Home

_Generic for Type Reification in C

David Priver, July 29th, 2022

Occasionally, you need to turn a type into a value. An example of when you would need to do this is when constructing a tagged union that can hold pointers to different types:

// anypointer.h
#include <stdio.h>

// prefixes and other types elided for brevity
enum AnyPointerTag {
    UNINIT,
    INT,
    CHAR_STAR,
    DOUBLE,
};
typedef struct AnyPointer AnyPointer;
struct AnyPointer {
    enum AnyPointerTag tag;
    union {
        void* pointer;
        int* integer;
        char** charstar;
        double* double_;
    };
};

void
print_any(AnyPointer any){
    switch(any.tag){
        case UNINIT: return;
        case INT:
            printf("%d\n", *any.integer);
            return;
        case CHAR_STAR:
            printf("%s\n", *any.charstar);
            return;
        case DOUBLE:
            printf("%f\n", *any.double_);
            return;
        default: return;
    }
}
// example.c
#include "anypointer.h"

int main(void){
    int x = 3;
    AnyPointer any = {.tag=INT, .integer=&x};
    print_any(any); // prints 3
    return 0;
}

This example is small so it is not that difficult to manually set the tag when constructing the tagged union. However, setting the tag wrong would be disastrous, as you would be misinterpreting what is being pointed to.

// problem.c
#include "anypointer.h"

int main(void){
    int x = 3;
    AnyPointer any = {.tag=CHAR_STAR, .integer=&x};
    print_any(any); // segfaults
}

_Generic

C11 added the rarely used feature _Generic. It somewhat resembles a switch statement, but using types instead of integer constant expressions. Its motivating use case was to simulate overloading in C, but it can select arbitrary expressions, not just functions.

// generic.c
#include <stdio.h>

int main(void){
    // prints: "int: 3"
    printf(
        _Generic(3,
        int: "int: %d\n",
        float: "float: %f\n"), 3);
    return 0;
}

In common use, _Generic is used in a macro.

_Generic for Tagging

We can use the power of _Generic to automatically select the appropriate type tag for our tagged union.

// generic_tag.c
#include "anypointer.h"

#define TAG(x) _Generic(x, \
    int: INT, \
    char*: CHAR_STAR, \
    double: DOUBLE)

int main(void){
    int x = 3;
    AnyPointer any = {.tag=TAG(x), .pointer=&x};
    print_any(any); // prints 3
    return 0;
}

Going even farther, we can completely automate the creation of our tagged union in a macro:

// generic_compound.c
#include "anypointer.h"

// NOTE: we now take a pointer instead of the value
#define TAG(x) _Generic(x, \
    int*: INT, \
    char**: CHAR_STAR, \
    double*: DOUBLE)

#define ANY(x) (AnyPointer){.tag=TAG(x), .pointer=x}

int main(void){
    int x = 3;
    AnyPointer any = ANY(&x);
    print_any(any); // prints 3
    return 0;
}

Now, we can safely and concisely construct our tagged union without the risk of accidentally setting the wrong tag. Additionally, if we try to wrap a value of an unsupported type, we'll get a compilation error as the _Generic will fail to match any of its known types.

Use Cases

In practice, you don't use this technique very often. C code doesn't usually need to use this level of indirection and using too many macros like this can make the code obfuscated. However, there are times when a little "magic" like this is justified in my opinion.

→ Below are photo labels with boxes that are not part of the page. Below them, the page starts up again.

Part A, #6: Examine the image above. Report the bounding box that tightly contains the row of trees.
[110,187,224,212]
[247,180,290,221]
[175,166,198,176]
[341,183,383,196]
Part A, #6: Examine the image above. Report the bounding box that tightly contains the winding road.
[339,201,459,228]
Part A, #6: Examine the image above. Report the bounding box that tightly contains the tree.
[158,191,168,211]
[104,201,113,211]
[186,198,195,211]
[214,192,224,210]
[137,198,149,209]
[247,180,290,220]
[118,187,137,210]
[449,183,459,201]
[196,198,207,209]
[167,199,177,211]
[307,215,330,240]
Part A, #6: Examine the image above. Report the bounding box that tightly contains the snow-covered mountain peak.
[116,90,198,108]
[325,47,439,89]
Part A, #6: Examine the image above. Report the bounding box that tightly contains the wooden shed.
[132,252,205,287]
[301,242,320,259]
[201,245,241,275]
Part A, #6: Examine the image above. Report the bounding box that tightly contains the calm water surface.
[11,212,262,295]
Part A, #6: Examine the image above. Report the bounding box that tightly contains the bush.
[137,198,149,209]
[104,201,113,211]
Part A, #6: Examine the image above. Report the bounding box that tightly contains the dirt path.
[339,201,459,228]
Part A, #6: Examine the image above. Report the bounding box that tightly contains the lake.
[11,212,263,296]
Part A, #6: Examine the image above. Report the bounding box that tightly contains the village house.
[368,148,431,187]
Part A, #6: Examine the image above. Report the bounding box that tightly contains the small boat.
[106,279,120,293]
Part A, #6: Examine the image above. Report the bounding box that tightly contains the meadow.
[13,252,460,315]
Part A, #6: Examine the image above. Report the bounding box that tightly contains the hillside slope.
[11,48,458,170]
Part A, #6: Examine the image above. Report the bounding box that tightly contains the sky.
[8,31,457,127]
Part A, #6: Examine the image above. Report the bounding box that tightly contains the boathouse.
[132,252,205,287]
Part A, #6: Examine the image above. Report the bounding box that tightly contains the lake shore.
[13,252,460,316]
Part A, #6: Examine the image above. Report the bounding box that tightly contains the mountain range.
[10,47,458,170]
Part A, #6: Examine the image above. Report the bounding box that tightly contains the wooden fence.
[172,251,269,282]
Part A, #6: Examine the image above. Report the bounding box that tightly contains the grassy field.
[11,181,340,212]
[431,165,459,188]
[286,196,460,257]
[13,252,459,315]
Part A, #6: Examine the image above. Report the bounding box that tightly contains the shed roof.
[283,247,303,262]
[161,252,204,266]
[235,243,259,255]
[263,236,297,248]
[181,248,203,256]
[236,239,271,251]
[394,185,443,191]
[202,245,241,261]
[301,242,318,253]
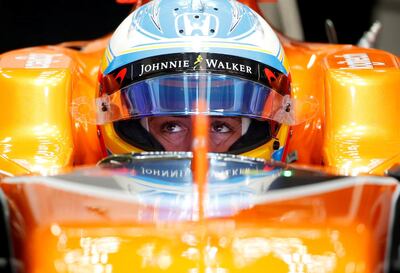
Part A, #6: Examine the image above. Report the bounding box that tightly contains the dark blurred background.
[0,0,400,55]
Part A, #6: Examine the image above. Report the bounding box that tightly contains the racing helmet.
[96,0,292,160]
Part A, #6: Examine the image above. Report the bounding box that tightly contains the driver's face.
[148,116,242,153]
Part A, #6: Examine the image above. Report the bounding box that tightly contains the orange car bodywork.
[0,1,400,273]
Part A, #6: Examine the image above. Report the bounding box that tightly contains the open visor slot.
[71,72,315,125]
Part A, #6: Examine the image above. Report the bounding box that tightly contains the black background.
[0,0,375,53]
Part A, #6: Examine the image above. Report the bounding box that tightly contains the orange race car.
[0,0,400,273]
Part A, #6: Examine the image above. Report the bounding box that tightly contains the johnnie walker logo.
[139,54,253,77]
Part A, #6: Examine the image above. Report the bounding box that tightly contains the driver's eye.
[211,121,232,133]
[161,121,183,133]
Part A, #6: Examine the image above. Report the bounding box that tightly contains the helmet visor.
[96,72,295,124]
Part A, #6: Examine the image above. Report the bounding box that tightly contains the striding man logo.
[175,12,218,37]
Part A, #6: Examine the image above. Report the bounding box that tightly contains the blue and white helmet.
[96,0,292,159]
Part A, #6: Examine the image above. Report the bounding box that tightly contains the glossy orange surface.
[3,174,398,272]
[0,1,400,273]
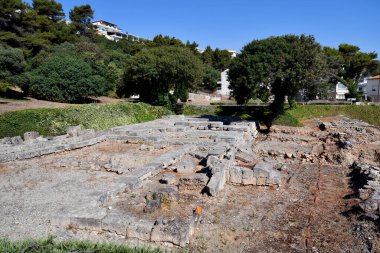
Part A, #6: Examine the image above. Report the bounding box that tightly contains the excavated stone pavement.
[0,116,380,252]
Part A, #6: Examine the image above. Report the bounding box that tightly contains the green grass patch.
[181,105,218,116]
[0,236,164,253]
[183,105,380,127]
[0,102,171,138]
[280,105,380,126]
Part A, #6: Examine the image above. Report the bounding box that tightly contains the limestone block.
[253,161,273,178]
[154,186,179,203]
[66,126,82,137]
[229,166,243,185]
[176,159,196,174]
[102,213,131,236]
[256,177,267,186]
[70,207,107,231]
[11,136,23,145]
[0,137,12,145]
[179,173,209,190]
[150,217,194,247]
[235,149,255,163]
[207,170,226,196]
[160,174,177,184]
[126,218,154,241]
[241,168,257,185]
[24,132,40,141]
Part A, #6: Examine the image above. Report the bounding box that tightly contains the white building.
[92,20,141,41]
[335,82,349,100]
[216,69,231,96]
[363,75,380,103]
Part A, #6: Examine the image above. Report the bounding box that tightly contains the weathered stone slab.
[176,158,196,174]
[67,126,82,137]
[24,132,40,141]
[70,206,107,231]
[150,217,194,247]
[160,174,177,185]
[179,173,209,191]
[125,218,154,241]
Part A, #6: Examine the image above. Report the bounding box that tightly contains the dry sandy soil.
[0,97,118,114]
[0,117,380,253]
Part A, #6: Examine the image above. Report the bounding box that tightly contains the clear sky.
[28,0,380,54]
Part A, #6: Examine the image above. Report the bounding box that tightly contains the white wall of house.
[217,69,231,96]
[335,82,349,100]
[365,75,380,102]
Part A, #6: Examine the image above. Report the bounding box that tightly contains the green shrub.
[0,102,171,138]
[0,236,164,253]
[29,54,110,102]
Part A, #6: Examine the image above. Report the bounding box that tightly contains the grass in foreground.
[0,102,171,138]
[0,236,164,253]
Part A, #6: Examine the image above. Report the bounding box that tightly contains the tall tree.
[69,4,94,35]
[118,46,203,106]
[212,48,232,71]
[33,0,65,22]
[229,35,325,113]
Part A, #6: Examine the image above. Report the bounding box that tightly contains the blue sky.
[28,0,380,54]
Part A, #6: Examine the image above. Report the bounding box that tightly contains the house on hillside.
[216,50,237,96]
[335,82,349,100]
[92,20,146,41]
[363,75,380,103]
[216,69,231,96]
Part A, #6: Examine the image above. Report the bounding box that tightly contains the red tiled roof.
[368,75,380,80]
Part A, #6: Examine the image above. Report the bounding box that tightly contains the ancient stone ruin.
[0,116,380,252]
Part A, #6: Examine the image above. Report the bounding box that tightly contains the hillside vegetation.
[0,102,171,138]
[183,105,380,127]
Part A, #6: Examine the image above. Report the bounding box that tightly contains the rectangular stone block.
[102,213,129,236]
[207,169,226,196]
[241,168,257,185]
[256,177,267,186]
[229,166,243,185]
[125,218,154,241]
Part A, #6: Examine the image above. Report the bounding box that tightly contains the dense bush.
[0,46,28,89]
[29,54,110,102]
[118,46,203,106]
[0,102,171,138]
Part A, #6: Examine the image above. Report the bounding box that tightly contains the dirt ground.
[0,117,380,253]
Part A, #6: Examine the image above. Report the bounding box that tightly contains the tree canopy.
[229,35,325,110]
[29,53,109,102]
[119,46,203,105]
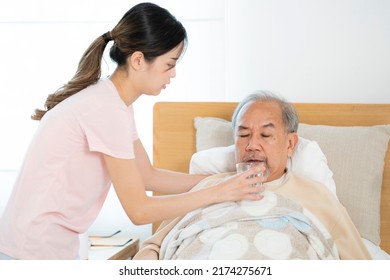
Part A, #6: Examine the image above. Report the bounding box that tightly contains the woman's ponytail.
[31,32,112,120]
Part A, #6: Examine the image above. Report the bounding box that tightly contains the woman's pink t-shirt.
[0,79,138,259]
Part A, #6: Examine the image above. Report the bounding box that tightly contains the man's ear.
[128,51,145,71]
[287,132,298,158]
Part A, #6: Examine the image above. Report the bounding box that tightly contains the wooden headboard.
[153,102,390,253]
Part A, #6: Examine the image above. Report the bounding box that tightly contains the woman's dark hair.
[31,3,187,120]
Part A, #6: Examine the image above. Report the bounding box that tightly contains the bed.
[153,102,390,256]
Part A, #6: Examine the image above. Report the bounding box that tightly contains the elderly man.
[135,93,371,259]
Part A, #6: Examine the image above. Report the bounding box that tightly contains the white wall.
[226,0,390,103]
[0,0,390,241]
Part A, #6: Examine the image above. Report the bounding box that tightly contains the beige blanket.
[134,176,338,260]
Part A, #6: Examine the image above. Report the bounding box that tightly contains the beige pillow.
[298,124,390,245]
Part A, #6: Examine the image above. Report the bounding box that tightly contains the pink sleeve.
[80,105,138,159]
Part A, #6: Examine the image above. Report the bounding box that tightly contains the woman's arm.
[134,140,209,194]
[103,148,264,224]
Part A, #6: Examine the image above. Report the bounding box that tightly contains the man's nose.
[247,137,263,151]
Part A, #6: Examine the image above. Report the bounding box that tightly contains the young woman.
[0,3,261,259]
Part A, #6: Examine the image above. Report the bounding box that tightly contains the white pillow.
[190,136,337,198]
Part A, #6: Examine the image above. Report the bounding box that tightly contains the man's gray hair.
[232,90,299,133]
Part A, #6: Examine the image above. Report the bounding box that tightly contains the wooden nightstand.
[88,237,139,260]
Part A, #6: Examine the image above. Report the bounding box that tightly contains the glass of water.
[236,162,269,186]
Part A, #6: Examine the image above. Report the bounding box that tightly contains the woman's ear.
[128,51,145,71]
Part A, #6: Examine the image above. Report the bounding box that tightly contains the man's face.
[234,101,298,181]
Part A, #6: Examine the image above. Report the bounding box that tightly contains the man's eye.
[238,134,249,138]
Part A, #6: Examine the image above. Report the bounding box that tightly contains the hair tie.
[102,31,112,44]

Argument parsing libraries

You can use a type-reifying macro in essentially the same way as in the above examples. When parsing arguments, you would switch on the type tag to determine what type conversion function to call or action to take.

Serialization code

You can use a type-reifying macro like this, along with sizeof and offsetof to create a descriptor for a data type. The serializer/deserializer could then use that descriptor to parse binary data or something like JSON.

Dynamic "objects"

Instead of a type tag, you could have a pointer to a vtable. This would allow you to convert staticly typed objects to an interface.

It's a useful technique to have in your toolbox. Don't overuse it.

Conclusion

C11 added the means to reify types, a capability lacking from the C programming language before then. Using the _Generic construct, we can bridge one of the gaps between compile time information (types) and runtime information (type tags). Doing so allows you to implement things like an Any type, introspecting values for data processing and other use cases. Opportunities to use this technique are not too frequent, but when you do need it the technique can save error-prone manual boilerplate.

Appendix: Other Languages

In C++, you can achieve the same effect by writing a collection of trivial constexpr overloaded functions that return the type tag. This is more verbose, but can yield the same result.

If you are using GCC, but for some reason can't use C11 features, you can use __builtin_types_compatible_p.

In languages with first class types, you can just store the pointer to the type instead.

All code in this article is released into the public domain.